Pero hubo una noche que cambiaría su vida para siempre. Era el 8 de agosto de 2016. Luis estaba fumando, pensando en qué escribir para su blog, cuando una luz blanca se coló por la ventana de su cuarto. Lo que vio después lo dejó sin aliento: el fantasma de Pablo Neruda se presentó ante él.

—Carmona, he venido a ayudarte —dijo el poeta con voz grave—. Vamos a redactar el mejor poemario de todos.

Durante tres noches enteras, Luis escribió sin descanso. Los versos parecían dictados desde lo más profundo de su alma, mientras Neruda lo guiaba en silencio. Cuando terminó, el poemario —dedicado a su propio cuarto, su mundo íntimo— se publicó en Internet y se volvió viral.

Miles de personas de diferentes países comenzaron a descargar su obra. Google incluso lo destacó en su página principal, reconociéndolo como un poeta famoso. Su madre no podía creerlo: después de tanto sufrimiento, Luis había logrado su “dulce victoria”.

Con la fama llegaron oportunidades inesperadas. Las mujeres comenzaron a llamarlo, queriendo salir con aquel escritor que había conquistado al mundo con sus palabras. El poemario dio la vuelta al planeta, y el apellido Carmona comenzó a ser reconocido internacionalmente.

Con el dinero ganado, Luis arrendó un departamento en el sector de El Golf y se independizó. Su despacho en ese nuevo hogar se convirtió en el epicentro de sus ideas. Soñaba con viajar a Europa, especialmente a Inglaterra, junto a su amigo Nicolás Hernández, para aprender inglés y vivir nuevas aventuras.

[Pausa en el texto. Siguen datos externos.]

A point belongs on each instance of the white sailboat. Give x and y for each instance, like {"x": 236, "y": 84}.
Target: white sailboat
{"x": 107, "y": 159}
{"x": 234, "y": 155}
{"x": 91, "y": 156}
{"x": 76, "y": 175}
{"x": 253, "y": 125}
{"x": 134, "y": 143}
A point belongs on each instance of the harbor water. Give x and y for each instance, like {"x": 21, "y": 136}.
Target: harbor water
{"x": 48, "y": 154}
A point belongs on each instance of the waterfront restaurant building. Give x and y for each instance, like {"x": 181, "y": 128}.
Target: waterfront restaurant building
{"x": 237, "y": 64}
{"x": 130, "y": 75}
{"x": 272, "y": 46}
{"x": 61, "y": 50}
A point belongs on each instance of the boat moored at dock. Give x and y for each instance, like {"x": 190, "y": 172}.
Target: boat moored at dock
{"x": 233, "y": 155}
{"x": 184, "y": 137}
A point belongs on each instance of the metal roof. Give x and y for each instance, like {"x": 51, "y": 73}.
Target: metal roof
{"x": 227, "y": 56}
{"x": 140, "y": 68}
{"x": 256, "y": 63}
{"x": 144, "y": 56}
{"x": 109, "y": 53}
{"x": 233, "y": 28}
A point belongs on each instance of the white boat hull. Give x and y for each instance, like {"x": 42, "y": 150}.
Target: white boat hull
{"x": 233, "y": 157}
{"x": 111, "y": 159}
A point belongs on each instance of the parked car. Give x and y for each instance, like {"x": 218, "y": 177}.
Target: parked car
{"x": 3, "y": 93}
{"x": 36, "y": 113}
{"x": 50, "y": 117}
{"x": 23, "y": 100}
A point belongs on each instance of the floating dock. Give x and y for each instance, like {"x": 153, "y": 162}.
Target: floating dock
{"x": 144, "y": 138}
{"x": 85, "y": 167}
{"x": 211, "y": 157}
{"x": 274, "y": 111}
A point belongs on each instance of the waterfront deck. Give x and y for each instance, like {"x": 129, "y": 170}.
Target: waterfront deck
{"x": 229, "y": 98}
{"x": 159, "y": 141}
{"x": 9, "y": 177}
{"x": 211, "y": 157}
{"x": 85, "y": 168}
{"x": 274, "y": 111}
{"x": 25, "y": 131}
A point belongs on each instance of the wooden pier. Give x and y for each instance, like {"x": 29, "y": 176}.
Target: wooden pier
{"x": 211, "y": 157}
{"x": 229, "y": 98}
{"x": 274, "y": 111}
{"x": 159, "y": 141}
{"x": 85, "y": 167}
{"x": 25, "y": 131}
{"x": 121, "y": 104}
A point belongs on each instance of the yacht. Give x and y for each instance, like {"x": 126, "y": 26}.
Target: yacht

Un día, mientras escribía, tuvo una idea brillante: contratar un abogado para demandar al Ministerio de Salud por el uso del electroshock en pacientes psiquiátricos. El abogado le explicó que era necesario conseguir certificados de cada hospital, y con esos documentos se podría presentar una demanda por negligencia médica, solicitando también una indemnización millonaria.

Lo que siguió fue un proceso judicial largo y desgastante, que duró casi quince años. Finalmente, la Corte Suprema dictaminó que el electroshock era perjudicial para la memoria y ordenó su prohibición definitiva. Los medios de comunicación, como Chilevisión Noticias, cubrieron la noticia ampliamente. La nueva ley fue conocida como la Ley Carmona, en honor a Luis y su lucha.

Miles de pacientes celebraron entre lágrimas, agradecidos de que, al fin, alguien los hubiera escuchado.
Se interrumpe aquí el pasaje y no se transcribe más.